LSP doesn't really have anything to do with the latter two, compiling and debugging.

After Googling I see the list include Eclipse, IntelliJ, vim, and Sublime Text and VS Code with Atom and emacs in progress.

https://langserver.org/


I feel like that page might not give the full picture. I see language servers that are green on all 6 columns but don't work very well for even medium sized projects. Still, I'm super excited about the work being done here. It's only going to get better.

That table only shows that the languge server supports the feature, Whether it's stable or not depends on the language server implementation. You should report to your language server implementor about the instability

I've been using langserver in NeoVim for the past year and it's been great.

Which plugin are you using? Looking at https://langserver.org/#implementations-client there are at least four of them, and IIRC the neovim folks are also working on a native implementation.

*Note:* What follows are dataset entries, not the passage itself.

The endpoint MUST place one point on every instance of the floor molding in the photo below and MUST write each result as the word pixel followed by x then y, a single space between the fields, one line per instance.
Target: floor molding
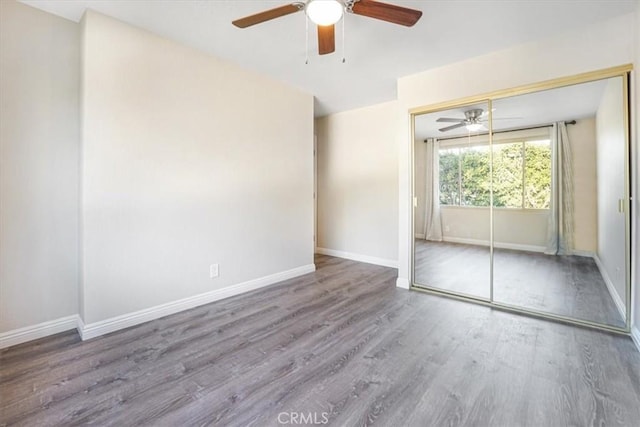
pixel 403 283
pixel 358 257
pixel 92 330
pixel 612 290
pixel 41 330
pixel 635 336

I'm using autozimu/LanguageClient-neovim [1]

From my .config/nvim/init.vim:

call plug#begin('~/.local/share/nvim/plugged') Plug 'autozimu/LanguageClient-neovim', { 'do': ':UpdateRemotePlugins' } call plug#end()

let g:LanguageClient_serverCommands = { \ 'javascript': ['node','/Users/jrousseau/javascript-typescript-langserver/lib/language-server-stdio.js'], \ }

" Automatically start language servers. let g:LanguageClient_autoStart = 1

[1] https://github.com/autozimu/LanguageClient-neovim


I love the momentum around Swift these days, and the LSP looks very interesting.

Thanks to Apple for making this open-source. Looking forward to integrating it into Sourcegraph! https://github.com/sourcegraph/sourcegraph/issues/1557

I finally installed ALE in Vim this summer and have been so happy with it: https://github.com/w0rp/ale. Great even for linters for JS. Always much easier than expected. Shouldn’t have waited so long...

This is amazing, I was just wondering why this wasn't a thing a few weeks ago! Can't wait for Swift to be a great general purpose language for me.

This is very exciting! Does this mean it will be possible for users to write swift using vim in a more painless way vs xcode?

I don’t believe vim is an IDE, so it won’t be on the same level, but I’ve been writing Swift for websites in VScode for over a year now and using the command line to compile the code.